Once you get old, though, your body isn't quite so anxious to fix itself. Imagine if you had a shiny new Corvette: if a bird pooped on it, you'd clean it off, right? Well, now pretend you've got a Buick. You could drive through a tar pit and you still wouldn't wash it. You'd be like, "Yeah, well, it was already a piece of shit." You don't need to look at Grandma under a microscope to know that that's what her body is telling her.

Now when the lights turn off and the pit crew comes out, they took a quick look around and halt in their steps. They see the wrinkled skin, the straw-like mop of hair, the saggy sack of fat over the pubis. They recognize the futility.
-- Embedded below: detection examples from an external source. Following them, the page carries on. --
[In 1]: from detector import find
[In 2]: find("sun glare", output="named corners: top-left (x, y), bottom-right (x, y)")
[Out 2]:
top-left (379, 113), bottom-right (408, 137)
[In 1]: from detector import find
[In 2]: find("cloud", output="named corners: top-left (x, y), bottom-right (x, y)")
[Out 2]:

Even if they could temporarily shoot some brown into her hair, they couldn't force grandma to stop cutting it with pinking shears. Even if they could fine-tune her motor reflexes, she still couldn't remember where she put the car. Even if they could manufacture more collagen for her face, she'd still use a colored Sharpie instead of rouge.
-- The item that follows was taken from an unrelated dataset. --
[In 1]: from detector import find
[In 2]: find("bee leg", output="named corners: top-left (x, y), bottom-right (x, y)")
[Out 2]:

"You know," they say to themselves, "this looks like a little bit of work. Maybe we'll hire a few more guys and give it a shot tomorrow." And they turn all systems back on and two minutes after she went to bed Grandma is up and making marinara sauce.

Will Grandma's body ever hire more workers? Will they ever buckle down and get the job done? Yes! Absolutely! And you have a magical goldfish that can change in size and color every few months. In the meantime, enjoy the spaghetti.